Although Peter states that he and his son had a good relationship when Adam was younger, he explained that his son had become progressively more withdrawn and disconnected after he started high school. Eventually Adam was homeschooled and refused to see his father. Peter, who divorced Adam’s mother, Nancy, some three years before the mass murders said that his ex-wife liked to indulge Adam and tended to do everything for him. He believes Adam’s psychotic behavior may have been exacerbated by his isolation.

Although Peter says Adam was a “normal weird little kid”, he insists Adam had a great sense of humor and used to be quite talkative until he reached his teenage years when he completely shut down. Adam’s difficulty in relating to people and forming friendships was explained after he was diagnosed with Asperger, a form of high functioning Autism.
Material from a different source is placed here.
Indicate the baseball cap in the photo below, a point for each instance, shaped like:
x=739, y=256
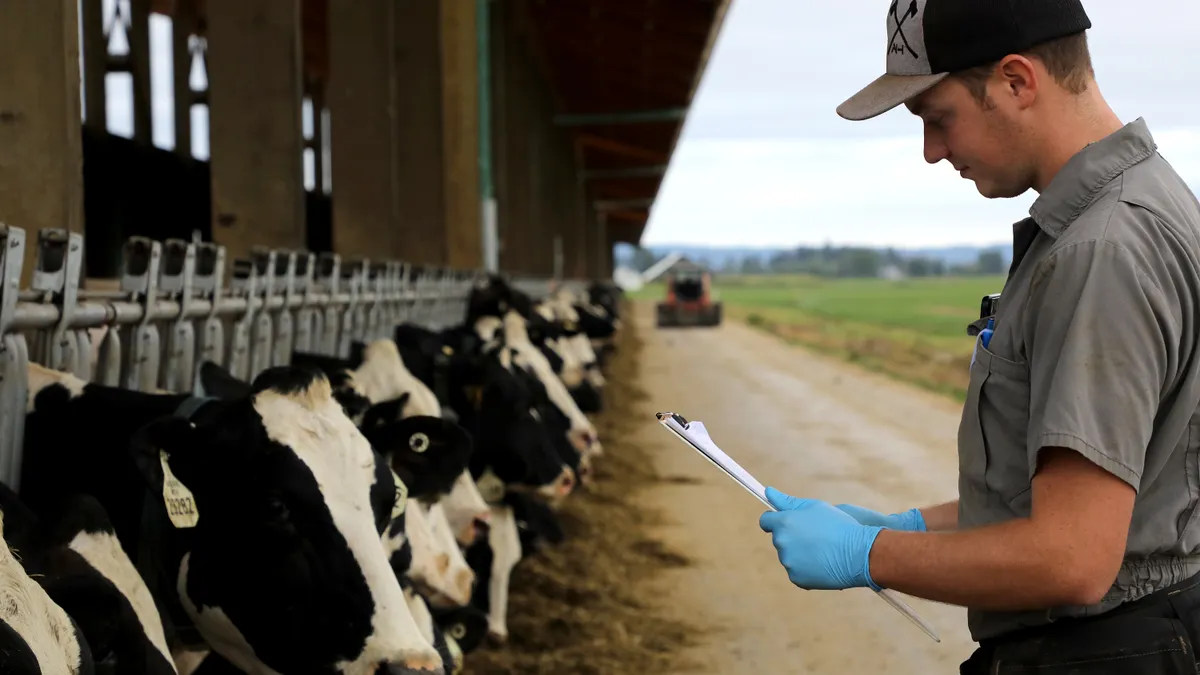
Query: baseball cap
x=930, y=39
Peter says that the diagnosis does not explain Adam’s actions however.

Peter told the New Yorker, “Asperger’s makes people unusual, but it doesn’t make people like this.”

Peter speculates that his son may have had schizophrenia but that he and his ex-wife may have missed his more serious comorbidities because they focused so much on his Asperger diagnosis. Adam was diagnosed with Asperger when he was 13-years-old, but Peter insists that his awkward behavior and diagnosis “veiled a contaminant.”

The most shocking and perhaps understandable confession from Peter came at the end, when Peter revealed that he wished Adam had never been born.  Peter says it’s taken him a long time to come to terms with that opinion, but that when you think about what he [Adam] became — a person who was unrecognizable to Peter, that “there’s no question…there can be only one conclusion,” with Peter explaining that one of the most difficult aspects was coming to terms with who Adam was with who he ultimately became.